A good compromise between smart and full publishing is the incremental option. Incremental Publish publishes only the items that were added to the publish queue in the master database in the last 30 days - (to be added to the publish queue, an item must have been created, saved, copied, cloned, deleted, or archived, and must have reached the last step of approval if workflows were implemented for the item).
Incremental Publish is only available at site level, for this reason, it might be worth defining the Web Content Publisher role that is responsible for the publication of the site and subsequent rollouts. This role, in agreement with marketers, will define the publication windows based on planned campaigns and updates. Using the incremental approach in a recurring way, updates will be linear and stress the whole system less. As already mentioned, to be effective, the contents must be managed by a publishing workflow, this to avoid incomplete content being inadvertently made public.
Custom Contents Resolvers
Contents Resolvers are used with the Sitecore Layout Service to provide more complex data beyond the serialization of a component data source. A Contents Resolver gets executed when the page (layout) is rendered (in the GraphQL response it is the “rendered” property). This occurs in different contexts: in Experience Editor, in the Experience Preview. In these instances, the context is known because XM Cloud parses the request.
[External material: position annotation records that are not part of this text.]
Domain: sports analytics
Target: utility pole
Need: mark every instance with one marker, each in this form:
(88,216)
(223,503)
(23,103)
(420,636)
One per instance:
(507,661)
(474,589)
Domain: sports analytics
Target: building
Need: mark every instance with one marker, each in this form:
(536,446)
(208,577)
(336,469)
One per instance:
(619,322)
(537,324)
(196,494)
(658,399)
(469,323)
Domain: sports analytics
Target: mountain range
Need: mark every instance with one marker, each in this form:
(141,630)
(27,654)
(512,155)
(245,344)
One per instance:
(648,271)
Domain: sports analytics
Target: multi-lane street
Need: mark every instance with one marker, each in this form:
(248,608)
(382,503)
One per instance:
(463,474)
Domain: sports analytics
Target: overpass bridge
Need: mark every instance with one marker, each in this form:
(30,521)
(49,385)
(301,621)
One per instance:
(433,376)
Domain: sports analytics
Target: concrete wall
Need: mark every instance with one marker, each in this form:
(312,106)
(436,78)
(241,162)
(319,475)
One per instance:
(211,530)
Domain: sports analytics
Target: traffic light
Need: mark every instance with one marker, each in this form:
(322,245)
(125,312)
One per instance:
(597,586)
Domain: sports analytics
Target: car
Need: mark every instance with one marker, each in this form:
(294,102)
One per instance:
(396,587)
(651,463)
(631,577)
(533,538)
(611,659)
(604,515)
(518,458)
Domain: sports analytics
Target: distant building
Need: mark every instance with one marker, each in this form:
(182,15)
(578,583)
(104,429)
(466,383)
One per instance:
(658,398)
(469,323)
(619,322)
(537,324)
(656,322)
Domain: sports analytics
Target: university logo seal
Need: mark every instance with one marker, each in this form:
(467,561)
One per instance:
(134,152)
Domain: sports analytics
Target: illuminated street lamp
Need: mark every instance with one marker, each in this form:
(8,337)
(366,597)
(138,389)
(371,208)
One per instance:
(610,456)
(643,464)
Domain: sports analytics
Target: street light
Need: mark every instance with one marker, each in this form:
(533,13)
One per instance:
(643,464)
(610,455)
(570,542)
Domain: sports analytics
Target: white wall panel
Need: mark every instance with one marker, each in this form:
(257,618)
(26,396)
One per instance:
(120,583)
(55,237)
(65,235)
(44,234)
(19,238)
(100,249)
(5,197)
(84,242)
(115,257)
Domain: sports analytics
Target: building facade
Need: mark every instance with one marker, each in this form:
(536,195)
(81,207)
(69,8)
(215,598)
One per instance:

This is not possible in Experience Edge - Edge is able to execute “custom” code, so no Contents Resolvers can run on it. So it gets executed at publishing time when the runtime context (eg. from visitor’s browser interactions) is not known.
Due to this, Custom Content Resolvers are not supported in XM Cloud - XM Cloud resolvers such as the Navigation Contents Resolver, that should be utilized but custom Content Resolvers should not be created. If you are migrating from XM/XP, review these resolves and plan where best to transfer.
Integrated GraphQL
Integrated GraphQL is used to modify the default layout data format returned for a specific component, it is applied to renderings and it is used by the Layout Service. This gives more control over the data the front-end receives.
An Integrated GraphQL query could use additional data sources that may reside in any location of the site, the publishing pipeline is not aware of what are the related items, it executes the query and builds the layout, this operation is done at publishing time and occurs on XM Cloud and the data items are picked up from the master database, not from the Experience Edge.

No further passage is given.